Gorizia (Martedì, 3 giugno 2025) — L’edizione 2025 del festival internazionale èStoria si è conclusa a Gorizia con numeri eccezionali, registrando 35.000 spettatori, un record storico per l’evento. Oltre 300 incontri e dibattiti hanno animato la città, con la partecipazione di 600 ospiti provenienti da ogni angolo del mondo, uniti dal tema centrale delle città.
di Alessio Bianchi
La manifestazione, giunta alla sua XXI edizione, ha beneficiato della concomitanza con “Gorizia e Nova Gorica Capitale europea della cultura”, trasformando la città in un vivace crocevia di idee e discussioni. Non solo un successo di pubblico, ma anche un’enorme risonanza online: oltre un milione di account raggiunti in una settimana e un tasso di interazione in continua crescita rispetto all’anno precedente, confermando la sua influenza anche nel panorama digitale.

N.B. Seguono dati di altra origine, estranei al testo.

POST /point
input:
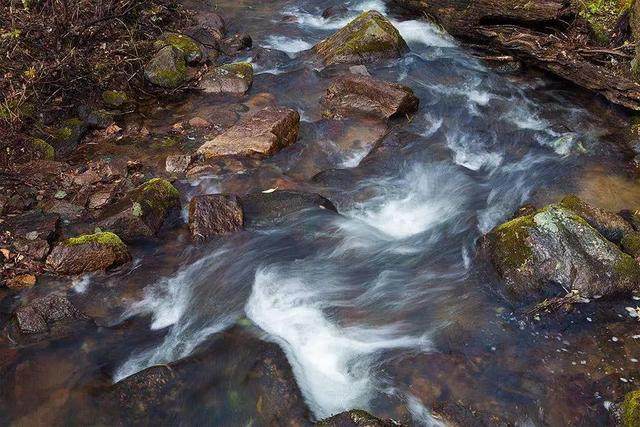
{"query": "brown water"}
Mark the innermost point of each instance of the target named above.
(387, 307)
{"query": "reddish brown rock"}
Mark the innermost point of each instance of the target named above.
(264, 132)
(87, 253)
(214, 214)
(362, 95)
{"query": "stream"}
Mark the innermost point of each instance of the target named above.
(388, 306)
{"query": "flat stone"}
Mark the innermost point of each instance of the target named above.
(264, 132)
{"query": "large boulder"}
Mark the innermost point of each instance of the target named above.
(90, 252)
(234, 79)
(143, 211)
(42, 314)
(361, 95)
(265, 209)
(167, 68)
(264, 132)
(214, 214)
(368, 38)
(555, 248)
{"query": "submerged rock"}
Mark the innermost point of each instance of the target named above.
(235, 79)
(189, 47)
(264, 132)
(361, 95)
(556, 246)
(368, 38)
(356, 418)
(214, 214)
(43, 313)
(90, 252)
(270, 208)
(143, 210)
(167, 68)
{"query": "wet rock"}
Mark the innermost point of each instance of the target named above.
(143, 210)
(41, 314)
(178, 163)
(235, 79)
(270, 208)
(189, 47)
(21, 281)
(115, 98)
(264, 132)
(214, 214)
(87, 253)
(368, 38)
(536, 254)
(356, 418)
(167, 68)
(630, 409)
(361, 95)
(613, 227)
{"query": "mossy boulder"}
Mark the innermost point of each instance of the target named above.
(143, 211)
(603, 16)
(554, 250)
(42, 149)
(234, 79)
(630, 409)
(115, 98)
(368, 38)
(89, 252)
(189, 47)
(167, 69)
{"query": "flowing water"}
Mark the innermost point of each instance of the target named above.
(388, 306)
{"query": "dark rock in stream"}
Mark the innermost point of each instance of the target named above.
(368, 38)
(262, 209)
(214, 214)
(88, 253)
(264, 132)
(554, 247)
(143, 211)
(361, 95)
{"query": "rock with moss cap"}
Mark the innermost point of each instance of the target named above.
(89, 252)
(143, 211)
(42, 149)
(603, 16)
(356, 418)
(189, 47)
(554, 250)
(167, 68)
(368, 38)
(115, 98)
(630, 409)
(235, 79)
(612, 226)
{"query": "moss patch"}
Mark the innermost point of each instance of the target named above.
(103, 238)
(631, 409)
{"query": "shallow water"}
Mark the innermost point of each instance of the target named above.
(388, 306)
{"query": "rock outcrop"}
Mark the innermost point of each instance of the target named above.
(361, 95)
(368, 38)
(264, 133)
(142, 211)
(87, 253)
(553, 248)
(214, 214)
(233, 79)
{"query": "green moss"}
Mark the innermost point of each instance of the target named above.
(103, 238)
(631, 409)
(45, 150)
(510, 240)
(603, 16)
(190, 48)
(115, 98)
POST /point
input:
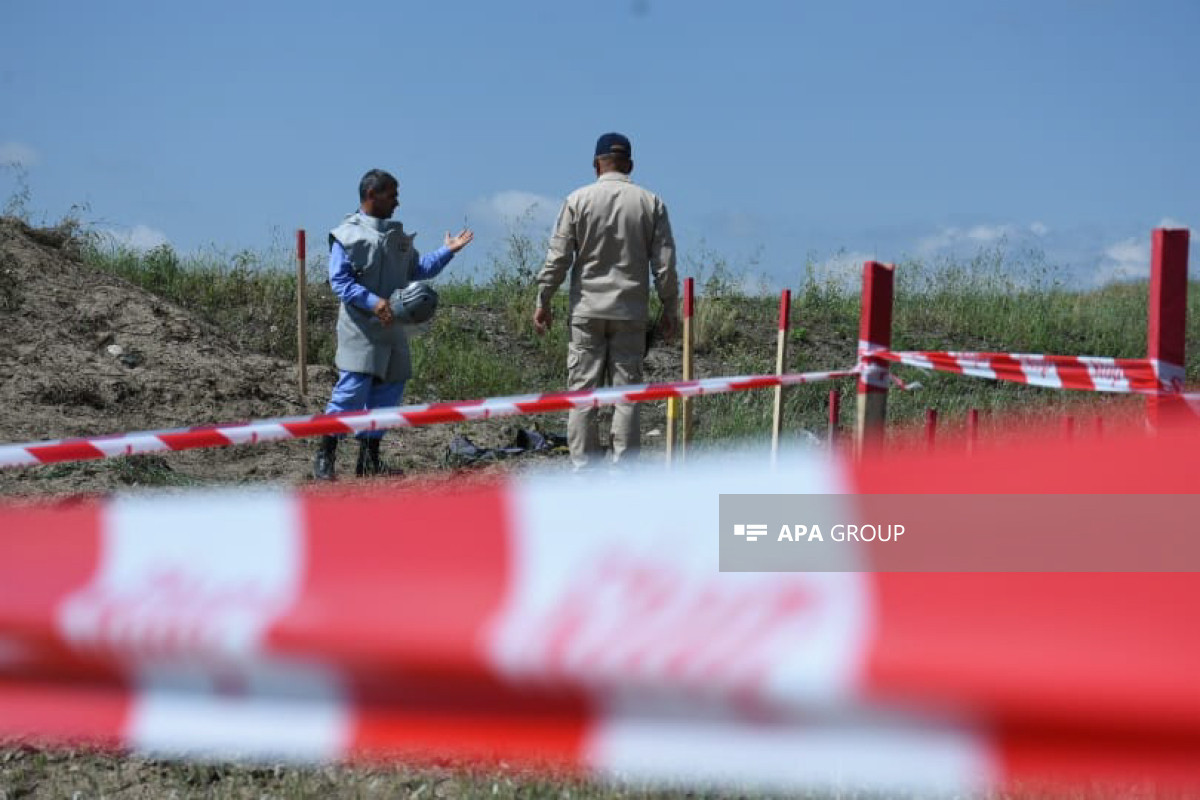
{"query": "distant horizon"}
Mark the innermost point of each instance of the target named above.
(778, 133)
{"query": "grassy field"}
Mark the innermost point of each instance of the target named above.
(486, 347)
(483, 344)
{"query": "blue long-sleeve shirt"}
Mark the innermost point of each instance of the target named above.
(351, 292)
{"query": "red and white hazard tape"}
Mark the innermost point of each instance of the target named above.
(405, 416)
(583, 624)
(1086, 373)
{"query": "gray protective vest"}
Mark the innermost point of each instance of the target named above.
(383, 259)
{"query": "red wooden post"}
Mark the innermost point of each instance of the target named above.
(688, 332)
(301, 316)
(874, 334)
(1167, 322)
(777, 420)
(834, 414)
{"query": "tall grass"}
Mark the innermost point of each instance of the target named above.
(483, 343)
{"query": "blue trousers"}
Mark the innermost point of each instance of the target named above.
(357, 391)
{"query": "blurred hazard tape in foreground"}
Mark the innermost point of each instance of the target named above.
(403, 416)
(582, 625)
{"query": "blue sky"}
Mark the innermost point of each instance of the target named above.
(779, 133)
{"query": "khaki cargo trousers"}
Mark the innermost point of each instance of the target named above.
(604, 353)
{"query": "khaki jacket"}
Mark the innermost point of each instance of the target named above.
(613, 236)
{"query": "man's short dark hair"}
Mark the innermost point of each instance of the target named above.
(376, 180)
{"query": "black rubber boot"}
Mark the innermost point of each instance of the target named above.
(370, 462)
(323, 465)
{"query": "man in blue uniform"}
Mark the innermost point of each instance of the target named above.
(371, 258)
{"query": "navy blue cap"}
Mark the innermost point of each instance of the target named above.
(615, 144)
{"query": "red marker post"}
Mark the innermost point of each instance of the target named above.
(777, 422)
(874, 334)
(301, 316)
(685, 404)
(1167, 323)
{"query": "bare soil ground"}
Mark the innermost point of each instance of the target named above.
(84, 353)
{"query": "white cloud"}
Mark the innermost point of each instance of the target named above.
(138, 236)
(17, 154)
(988, 234)
(844, 269)
(1126, 259)
(516, 208)
(1171, 222)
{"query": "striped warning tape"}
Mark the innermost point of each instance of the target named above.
(1085, 373)
(405, 416)
(583, 624)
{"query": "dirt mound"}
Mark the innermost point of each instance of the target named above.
(85, 353)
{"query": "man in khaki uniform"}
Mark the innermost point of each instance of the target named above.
(612, 235)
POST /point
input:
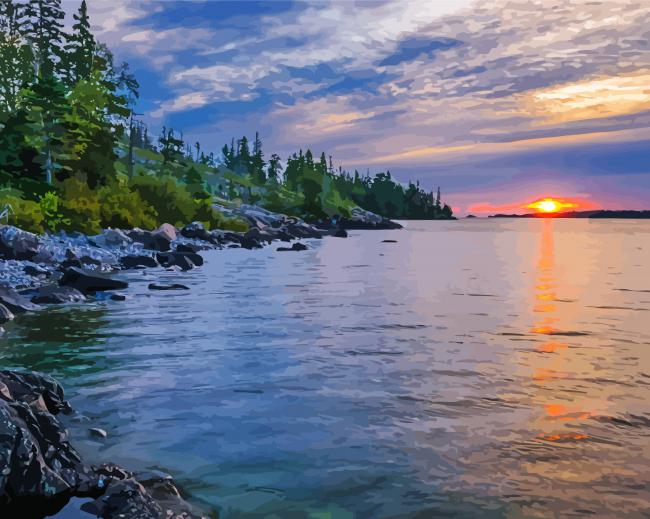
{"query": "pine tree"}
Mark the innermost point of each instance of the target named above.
(44, 29)
(257, 161)
(80, 49)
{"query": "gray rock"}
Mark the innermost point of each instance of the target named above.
(295, 247)
(174, 286)
(97, 432)
(185, 260)
(16, 302)
(18, 244)
(55, 294)
(112, 238)
(135, 261)
(89, 282)
(5, 314)
(197, 231)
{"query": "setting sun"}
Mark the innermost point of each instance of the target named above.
(551, 205)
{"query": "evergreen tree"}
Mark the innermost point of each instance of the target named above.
(44, 29)
(80, 48)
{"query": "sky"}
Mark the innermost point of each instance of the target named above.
(498, 102)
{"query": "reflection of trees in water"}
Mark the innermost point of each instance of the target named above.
(57, 341)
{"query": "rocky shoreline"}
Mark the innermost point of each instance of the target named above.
(39, 469)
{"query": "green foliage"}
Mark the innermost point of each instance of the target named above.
(52, 218)
(25, 214)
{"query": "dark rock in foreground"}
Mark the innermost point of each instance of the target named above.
(18, 244)
(295, 247)
(90, 282)
(40, 471)
(56, 294)
(173, 286)
(15, 302)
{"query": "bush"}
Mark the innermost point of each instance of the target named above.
(170, 200)
(123, 208)
(80, 206)
(25, 214)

Tra i nomi di spicco che hanno calcato i palchi di èStoria, figurano personalità del calibro di Alessandro Barbero, Maurizio De Giovanni, Nicola Gratteri, Gad Lerner ed Ezio Mauro. Esperti e pensatori hanno esplorato il tema delle città da molteplici angolazioni, spaziando da antiche civiltà come Uruk, Atene e Gerusalemme, a metropoli moderne come New York, fino a toccare le tragiche vicende di Gaza.
Il festival, inaugurato dal Ministro della Cultura Alessandro Giuli, ha ospitato anche l’èStoria Film Festival, che ha visto premiare la sceneggiatrice Line Langebek Knudsen per “The Girl with the Needle“. Il prestigioso Premio èStoria è stato invece assegnato ad Aldo Cazzullo, riconoscendo il suo contributo al racconto storico.

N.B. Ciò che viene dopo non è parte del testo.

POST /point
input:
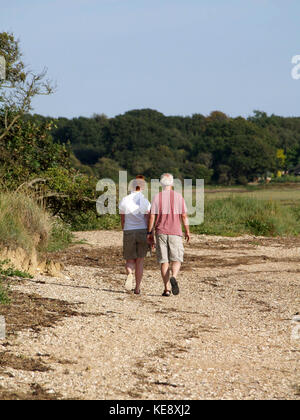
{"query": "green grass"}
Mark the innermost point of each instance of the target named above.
(23, 223)
(7, 270)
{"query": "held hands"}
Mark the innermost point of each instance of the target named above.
(150, 240)
(187, 237)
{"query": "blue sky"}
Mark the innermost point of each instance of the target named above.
(179, 57)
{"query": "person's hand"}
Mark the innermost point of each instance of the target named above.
(188, 237)
(150, 240)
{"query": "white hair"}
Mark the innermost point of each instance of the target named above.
(167, 180)
(135, 183)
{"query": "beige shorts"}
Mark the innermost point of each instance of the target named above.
(135, 244)
(169, 248)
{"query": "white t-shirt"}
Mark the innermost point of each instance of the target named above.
(135, 206)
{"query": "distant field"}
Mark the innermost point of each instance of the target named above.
(272, 210)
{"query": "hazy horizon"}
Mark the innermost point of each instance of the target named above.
(177, 57)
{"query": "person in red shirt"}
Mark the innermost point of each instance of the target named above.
(168, 213)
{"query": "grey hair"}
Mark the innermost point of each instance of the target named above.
(135, 183)
(167, 180)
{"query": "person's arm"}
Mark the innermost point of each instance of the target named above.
(151, 221)
(185, 221)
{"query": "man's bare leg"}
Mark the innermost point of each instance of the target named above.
(176, 265)
(138, 274)
(130, 267)
(165, 273)
(175, 271)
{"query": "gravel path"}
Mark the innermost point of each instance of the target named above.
(229, 334)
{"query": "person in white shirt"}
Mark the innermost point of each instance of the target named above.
(134, 211)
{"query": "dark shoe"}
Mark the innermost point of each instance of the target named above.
(174, 284)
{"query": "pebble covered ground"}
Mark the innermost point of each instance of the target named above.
(231, 333)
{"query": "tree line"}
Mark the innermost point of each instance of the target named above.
(216, 148)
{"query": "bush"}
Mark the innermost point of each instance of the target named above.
(26, 224)
(23, 223)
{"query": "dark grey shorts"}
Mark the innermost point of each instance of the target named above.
(169, 248)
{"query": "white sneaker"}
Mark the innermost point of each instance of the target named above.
(129, 282)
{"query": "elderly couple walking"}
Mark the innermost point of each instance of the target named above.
(160, 225)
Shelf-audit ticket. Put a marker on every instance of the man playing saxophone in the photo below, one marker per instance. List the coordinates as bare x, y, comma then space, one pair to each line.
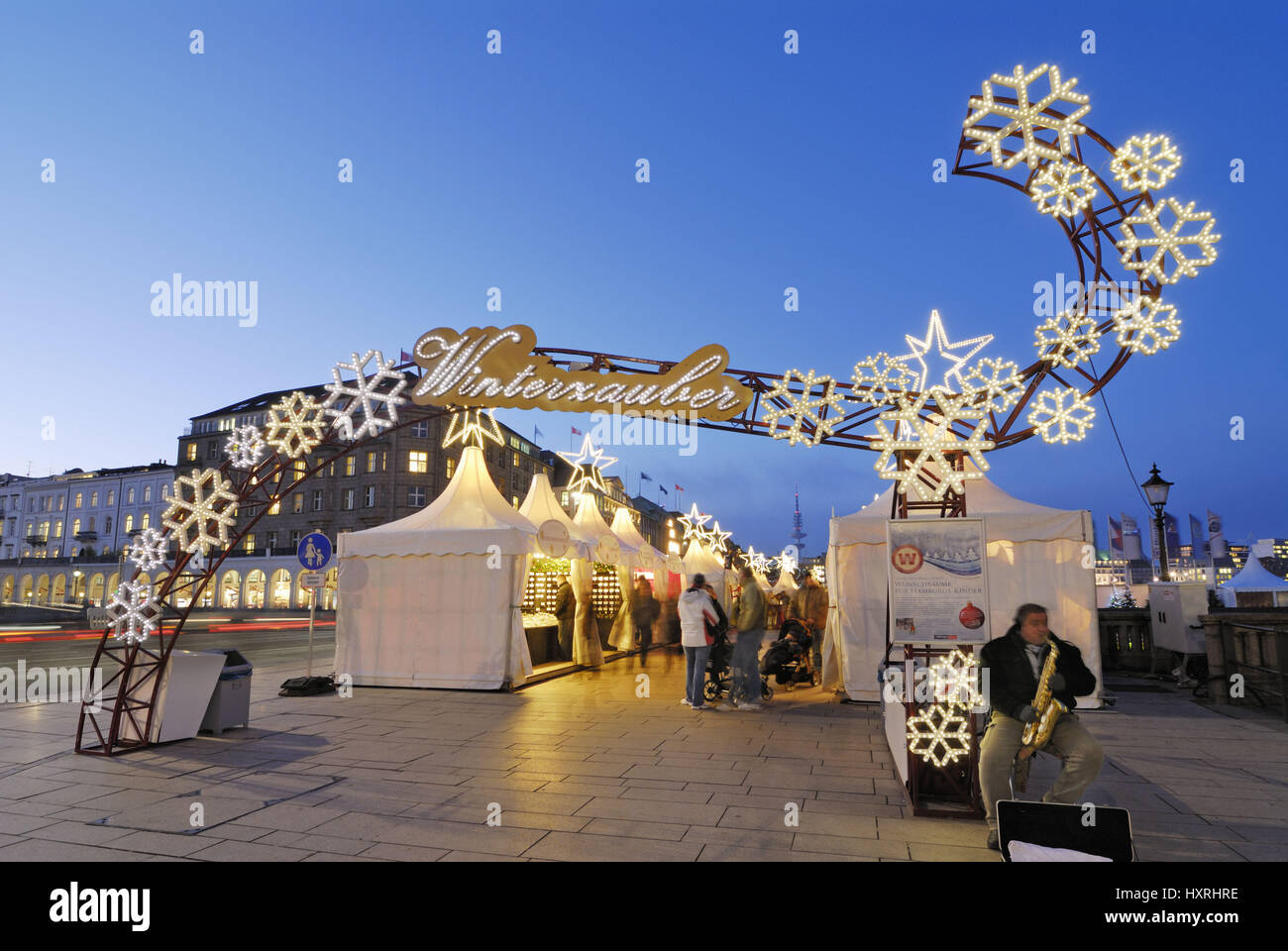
1019, 673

Adriano Ossola, direttore del festival, ha espresso grande soddisfazione per i risultati ottenuti, sottolineando come l’edizione abbia superato ogni aspettativa non solo per la quantità di eventi, ma anche per la profondità dei temi trattati. Guardando al futuro, Ossola ha già lanciato la prossima grande sfida: la XXII edizione di èStoria sarà dedicata alle Religioni, un tema complesso e potenzialmente divisivo, che sarà affrontato con l’impegno di rispettare tutte le prospettive e le culture.